There are three major limitations in our pilot study. This is a retrospective review of patients who were selected by their medical providers to be reviewed. There were likely patients who could have been presented but were not brought to the committee. A second major limitation is the lack of a standardized approach for recommendations after presentation. These recommendations were made by consensus opinion, and follow-up of the steps for optimization was left to the primary surgical team. Although all teams and patients followed the recommendations, objective evidence of this is difficult to assess. Finally, to truly create a patient-centered discussion, it is imperative to include the patients or their representative at these discussions, a modification we will be trialing in the near future.
Conclusion
Surgical decision making will only become more complex as the population ages and treatment options become more complex.

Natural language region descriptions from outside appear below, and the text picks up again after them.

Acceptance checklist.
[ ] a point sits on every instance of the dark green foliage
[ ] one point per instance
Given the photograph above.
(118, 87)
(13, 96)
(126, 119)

We have demonstrated that, with resources already at hand, a multidisciplinary review of high-risk surgical patients may aid in decision-making physicians. Widespread implementation has the potential to not only improve morbidity and mortality but also improve patient and family satisfaction as well as reduce physician and staff burnout.
Footnotes
Funding Information
No funding was received for this article.
Author Disclosure Statement
No competing financial interests exist.